Es lamentable que la rama judicial del poder público, hasta hace pocos años rodeada de prestigio y credibilidad, esté hoy de modo permanente expuesta a la crítica -ácida y mordaz- y a las faltas de respeto, en buena parte por culpa de algunos de sus propios integrantes, sin excluir a magistrados de las altas corporaciones.
En cualquier parte del mundo, los jueces y magistrados, con independencia de su nivel, son los funcionarios estatales más respetados y atendidos, por cuanto en sus manos está nada menos que la atribución de definir la suerte de personas e instituciones, sobre la base de aplicar a los casos concretos las reglas que conforman el Derecho Positivo; la autoridad para condenar o absolver; la preservación del orden y la defensa de la libertad; la facultad de interpretar las normas de la Constitución y de la ley en los más diversos aspectos que interesan al Estado y a la sociedad en general, y al ciudadano común en particular. En síntesis, la función de "decir el Derecho", lo que precisamente, viniendo del latín (Juris dictio), da nombre a la trascendental función que desempeñan.

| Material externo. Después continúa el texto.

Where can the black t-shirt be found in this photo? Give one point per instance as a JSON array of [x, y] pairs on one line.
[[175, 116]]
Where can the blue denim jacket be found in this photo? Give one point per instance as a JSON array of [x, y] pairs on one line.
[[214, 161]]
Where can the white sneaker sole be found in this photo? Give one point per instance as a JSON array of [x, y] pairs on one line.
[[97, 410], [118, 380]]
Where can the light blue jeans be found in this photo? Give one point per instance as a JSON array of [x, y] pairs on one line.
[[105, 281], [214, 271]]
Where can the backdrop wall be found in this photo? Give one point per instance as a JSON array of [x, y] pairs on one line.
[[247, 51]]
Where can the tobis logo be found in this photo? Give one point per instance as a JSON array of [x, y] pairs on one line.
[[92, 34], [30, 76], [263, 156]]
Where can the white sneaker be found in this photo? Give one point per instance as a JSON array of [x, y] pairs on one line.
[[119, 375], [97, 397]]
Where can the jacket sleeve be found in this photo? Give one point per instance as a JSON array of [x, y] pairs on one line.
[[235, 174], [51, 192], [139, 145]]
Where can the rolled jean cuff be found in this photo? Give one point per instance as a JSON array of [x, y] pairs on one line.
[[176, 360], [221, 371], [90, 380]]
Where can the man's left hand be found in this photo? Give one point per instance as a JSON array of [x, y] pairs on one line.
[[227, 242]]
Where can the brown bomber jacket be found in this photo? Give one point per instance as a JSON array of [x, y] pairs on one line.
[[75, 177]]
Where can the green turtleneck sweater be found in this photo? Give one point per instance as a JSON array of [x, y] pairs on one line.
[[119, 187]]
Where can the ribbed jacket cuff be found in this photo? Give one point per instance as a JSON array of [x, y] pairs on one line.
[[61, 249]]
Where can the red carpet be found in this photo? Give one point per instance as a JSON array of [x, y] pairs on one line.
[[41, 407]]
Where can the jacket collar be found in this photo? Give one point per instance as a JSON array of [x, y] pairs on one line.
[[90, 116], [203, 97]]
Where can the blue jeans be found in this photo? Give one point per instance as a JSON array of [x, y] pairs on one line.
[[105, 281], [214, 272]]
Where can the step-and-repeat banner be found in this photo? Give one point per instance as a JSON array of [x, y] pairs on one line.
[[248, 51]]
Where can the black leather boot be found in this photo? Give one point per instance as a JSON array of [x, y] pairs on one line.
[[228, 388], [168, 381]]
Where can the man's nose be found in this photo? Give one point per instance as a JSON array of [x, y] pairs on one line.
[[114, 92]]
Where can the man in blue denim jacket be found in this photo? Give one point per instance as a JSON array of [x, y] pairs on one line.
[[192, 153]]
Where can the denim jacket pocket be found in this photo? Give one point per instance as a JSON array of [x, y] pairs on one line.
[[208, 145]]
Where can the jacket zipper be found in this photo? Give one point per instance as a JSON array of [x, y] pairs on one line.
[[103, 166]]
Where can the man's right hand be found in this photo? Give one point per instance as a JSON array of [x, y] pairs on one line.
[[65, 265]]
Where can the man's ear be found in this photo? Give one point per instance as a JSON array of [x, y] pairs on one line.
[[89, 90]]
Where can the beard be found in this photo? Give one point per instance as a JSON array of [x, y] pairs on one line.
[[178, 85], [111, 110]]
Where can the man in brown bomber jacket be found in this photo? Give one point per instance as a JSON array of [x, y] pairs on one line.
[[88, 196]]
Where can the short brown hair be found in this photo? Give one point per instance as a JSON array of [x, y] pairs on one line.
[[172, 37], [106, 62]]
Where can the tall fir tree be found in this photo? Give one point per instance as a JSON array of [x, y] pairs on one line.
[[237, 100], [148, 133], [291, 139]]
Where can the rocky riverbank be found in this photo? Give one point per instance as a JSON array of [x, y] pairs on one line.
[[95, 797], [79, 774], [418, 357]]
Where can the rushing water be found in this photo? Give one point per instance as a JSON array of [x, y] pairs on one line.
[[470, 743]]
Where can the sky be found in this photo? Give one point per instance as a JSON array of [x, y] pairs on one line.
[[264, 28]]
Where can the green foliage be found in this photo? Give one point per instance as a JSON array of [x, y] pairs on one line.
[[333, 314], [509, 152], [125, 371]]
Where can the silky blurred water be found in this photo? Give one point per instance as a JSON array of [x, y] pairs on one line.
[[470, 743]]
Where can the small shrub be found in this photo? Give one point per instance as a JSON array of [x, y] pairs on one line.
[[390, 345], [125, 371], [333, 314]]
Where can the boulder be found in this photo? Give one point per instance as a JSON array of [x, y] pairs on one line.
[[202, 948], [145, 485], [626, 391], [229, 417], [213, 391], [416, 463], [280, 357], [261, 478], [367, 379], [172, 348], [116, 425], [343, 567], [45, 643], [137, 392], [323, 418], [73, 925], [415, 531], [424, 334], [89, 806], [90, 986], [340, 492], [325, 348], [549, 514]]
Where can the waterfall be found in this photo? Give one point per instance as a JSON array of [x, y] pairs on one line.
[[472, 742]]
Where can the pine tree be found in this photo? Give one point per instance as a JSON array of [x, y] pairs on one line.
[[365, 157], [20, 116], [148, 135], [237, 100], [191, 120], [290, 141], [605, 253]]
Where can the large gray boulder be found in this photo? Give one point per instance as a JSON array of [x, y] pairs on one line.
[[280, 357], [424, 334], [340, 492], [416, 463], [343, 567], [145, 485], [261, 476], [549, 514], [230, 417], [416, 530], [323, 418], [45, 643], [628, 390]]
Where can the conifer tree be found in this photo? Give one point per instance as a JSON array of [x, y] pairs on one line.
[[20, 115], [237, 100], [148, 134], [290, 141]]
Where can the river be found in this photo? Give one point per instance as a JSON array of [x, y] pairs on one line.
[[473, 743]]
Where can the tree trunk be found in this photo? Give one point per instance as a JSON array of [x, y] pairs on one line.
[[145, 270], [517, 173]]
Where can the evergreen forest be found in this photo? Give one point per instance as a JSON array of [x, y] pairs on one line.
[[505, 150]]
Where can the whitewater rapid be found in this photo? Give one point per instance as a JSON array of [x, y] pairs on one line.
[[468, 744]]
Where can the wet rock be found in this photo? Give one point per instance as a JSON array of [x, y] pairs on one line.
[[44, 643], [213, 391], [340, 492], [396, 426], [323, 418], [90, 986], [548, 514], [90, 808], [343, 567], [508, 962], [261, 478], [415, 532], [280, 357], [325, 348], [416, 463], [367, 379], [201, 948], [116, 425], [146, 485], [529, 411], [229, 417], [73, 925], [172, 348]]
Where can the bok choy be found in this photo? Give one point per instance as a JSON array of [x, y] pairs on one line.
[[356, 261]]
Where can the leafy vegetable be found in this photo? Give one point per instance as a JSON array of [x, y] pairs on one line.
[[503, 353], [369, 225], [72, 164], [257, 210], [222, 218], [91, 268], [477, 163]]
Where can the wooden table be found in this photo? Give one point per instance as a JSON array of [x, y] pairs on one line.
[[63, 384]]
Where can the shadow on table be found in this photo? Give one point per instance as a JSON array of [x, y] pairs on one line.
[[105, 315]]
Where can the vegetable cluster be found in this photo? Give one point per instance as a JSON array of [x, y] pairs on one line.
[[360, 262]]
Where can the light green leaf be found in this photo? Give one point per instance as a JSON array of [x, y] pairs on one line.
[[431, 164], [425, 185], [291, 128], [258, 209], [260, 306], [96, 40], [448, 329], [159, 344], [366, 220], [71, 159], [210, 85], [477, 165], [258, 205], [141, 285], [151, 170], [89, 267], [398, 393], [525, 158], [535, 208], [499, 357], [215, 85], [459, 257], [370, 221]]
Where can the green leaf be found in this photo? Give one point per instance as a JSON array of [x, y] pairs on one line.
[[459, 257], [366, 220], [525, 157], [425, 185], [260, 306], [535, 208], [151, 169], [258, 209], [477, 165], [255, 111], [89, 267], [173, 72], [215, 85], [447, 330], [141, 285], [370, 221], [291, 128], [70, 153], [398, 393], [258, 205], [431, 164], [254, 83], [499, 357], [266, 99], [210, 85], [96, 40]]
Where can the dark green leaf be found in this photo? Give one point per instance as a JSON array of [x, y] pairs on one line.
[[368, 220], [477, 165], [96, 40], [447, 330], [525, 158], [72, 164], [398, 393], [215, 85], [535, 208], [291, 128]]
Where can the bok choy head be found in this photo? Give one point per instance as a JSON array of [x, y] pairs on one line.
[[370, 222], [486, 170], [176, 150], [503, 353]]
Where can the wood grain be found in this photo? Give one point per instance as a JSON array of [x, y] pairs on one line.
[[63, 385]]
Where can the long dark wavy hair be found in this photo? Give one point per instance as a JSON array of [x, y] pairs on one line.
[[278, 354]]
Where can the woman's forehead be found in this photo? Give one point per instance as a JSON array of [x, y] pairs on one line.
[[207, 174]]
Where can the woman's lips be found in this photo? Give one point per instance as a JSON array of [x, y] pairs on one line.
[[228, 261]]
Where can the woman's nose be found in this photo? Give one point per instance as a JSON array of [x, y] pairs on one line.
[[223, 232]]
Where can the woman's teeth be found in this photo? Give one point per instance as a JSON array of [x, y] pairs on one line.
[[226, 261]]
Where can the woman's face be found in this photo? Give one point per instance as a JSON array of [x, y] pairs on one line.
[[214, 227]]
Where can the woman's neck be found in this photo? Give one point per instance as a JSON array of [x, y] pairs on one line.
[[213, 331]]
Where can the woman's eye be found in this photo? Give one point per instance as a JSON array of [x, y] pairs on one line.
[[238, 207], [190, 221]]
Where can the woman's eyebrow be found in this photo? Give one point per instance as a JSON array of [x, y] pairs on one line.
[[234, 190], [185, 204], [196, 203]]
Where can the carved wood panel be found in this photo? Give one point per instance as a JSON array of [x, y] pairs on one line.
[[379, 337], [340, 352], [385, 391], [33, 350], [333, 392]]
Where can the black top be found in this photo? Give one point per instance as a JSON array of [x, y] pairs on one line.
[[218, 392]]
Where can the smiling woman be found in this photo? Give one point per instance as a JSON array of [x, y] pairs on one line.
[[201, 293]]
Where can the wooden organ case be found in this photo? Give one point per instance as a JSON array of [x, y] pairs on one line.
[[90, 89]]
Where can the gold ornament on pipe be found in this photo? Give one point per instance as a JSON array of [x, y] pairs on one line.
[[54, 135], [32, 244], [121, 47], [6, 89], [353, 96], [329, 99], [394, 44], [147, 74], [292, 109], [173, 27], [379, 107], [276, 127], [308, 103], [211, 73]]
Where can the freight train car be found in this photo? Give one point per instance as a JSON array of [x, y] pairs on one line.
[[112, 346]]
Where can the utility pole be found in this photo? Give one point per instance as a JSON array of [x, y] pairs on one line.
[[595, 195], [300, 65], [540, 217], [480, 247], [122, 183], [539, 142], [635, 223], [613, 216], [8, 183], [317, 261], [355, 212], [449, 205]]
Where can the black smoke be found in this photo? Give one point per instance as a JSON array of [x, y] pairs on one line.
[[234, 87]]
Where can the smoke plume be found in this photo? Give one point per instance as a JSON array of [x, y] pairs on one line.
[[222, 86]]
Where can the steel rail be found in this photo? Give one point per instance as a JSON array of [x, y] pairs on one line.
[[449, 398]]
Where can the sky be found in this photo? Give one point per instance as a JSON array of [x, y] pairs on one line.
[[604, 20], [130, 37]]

En Colombia, en cambio, muchos jueces y magistrados -no todos, por supuesto- han caido en el triste papel de ejecutores de las decisiones que, sin conocimiento del Derecho, ni de los antecedentes procesales, adoptan los medios de comunicación. Si éstos condenan a una persona o si la absuelven, el juez no puede sino hacer lo propio, sin que para ello sea preciso consultar el expediente, si ese juez no quiere someterse a lo que el penalista Alfonso Gómez Méndez ha definido como el "linchamiento mediático". Eso no es otra cosa que prevaricato.
Es necesario que la judicatura se despierte y recobre su dignidad y su papel de árbitro, respetable y respetado.